Tuesday, April 3, 2012

Our Gatekeeper Selves

In Gone With The Wind, Scarlet O'Hara famously says,  "I can't think about that right now. If I do, I'll go crazy. I'll think about that tomorrow."

What is the 'That' we can't think about right now? And who is it, what part of 'me' or 'you' is always deciding what makes us crazy (or not) and when we'll get around to thinking about it?

Who is the Gatekeeper? Who is it that lets some thoughts in, keeps some thoughts out, and either makes time or not for attention?

One of the psalms says "I'd rather be a gatekeeper in God's house than live comfortably in the tents of the wicked." (Apparently, the wicked lived better than temple gatekeepers.)

I don't want to push the metaphor too far, but it's not much of a stretch to experience our own self, our own being, as a temple, a holy place, a place where God, where Being is.

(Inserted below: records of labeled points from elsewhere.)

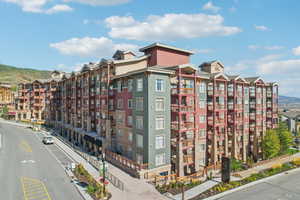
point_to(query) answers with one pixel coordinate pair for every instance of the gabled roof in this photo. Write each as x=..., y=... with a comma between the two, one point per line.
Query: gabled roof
x=217, y=75
x=165, y=46
x=253, y=79
x=131, y=60
x=236, y=77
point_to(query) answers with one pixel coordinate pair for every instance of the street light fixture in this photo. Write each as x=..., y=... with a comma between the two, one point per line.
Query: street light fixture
x=102, y=157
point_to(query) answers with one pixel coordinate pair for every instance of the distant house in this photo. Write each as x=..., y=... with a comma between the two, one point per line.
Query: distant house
x=292, y=118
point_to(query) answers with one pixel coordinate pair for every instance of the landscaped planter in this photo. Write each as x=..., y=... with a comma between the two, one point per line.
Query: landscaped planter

One of the first jobs of mindfulness is learning how to be a decent gatekeeper. God's not interested in keeping the riffraff out of the Temple. And, as we began to witness and experience how limiting it is to live fragmented, un-whole lives, neither are we. We want each bit of our scattered selves to come in out of the rain

Jesus said, Come to me all you who are weary and burdened and I will give you rest. We could inscribe those words on the gate. Or maybe they're already inscribed there--and our untrained gatekeeper selves have been so busy excluding worrisome 'stuff' to notice.

We have a lot of thoughts, memories, worries, pains that need a place to rest. Yet our gatekeepers often block their entry.

When I get still enough to notice, my gatekeeper self often seems to be 'me' as a boy. Younger than Scarlet, yet still overwhelmed by certain aspects of life. Scared because certain issues in life seemed too dangerous to let in. I didn't know what to do with them--so it just seemed 'best' or sometimes 'necessary' to keep them out.

Who trained me to do that? Nobody, I suppose. Fear, self-protection 'trained' me.

You? Who trained your gatekeeper self?

All of us, over time, need to retrain the gatekeeper. Let him see for himself there's Somebody inside that knows how to work with 'crazy.' Let her see and experience for herself the safe, sacred space where the weary and burdened begin to find rest.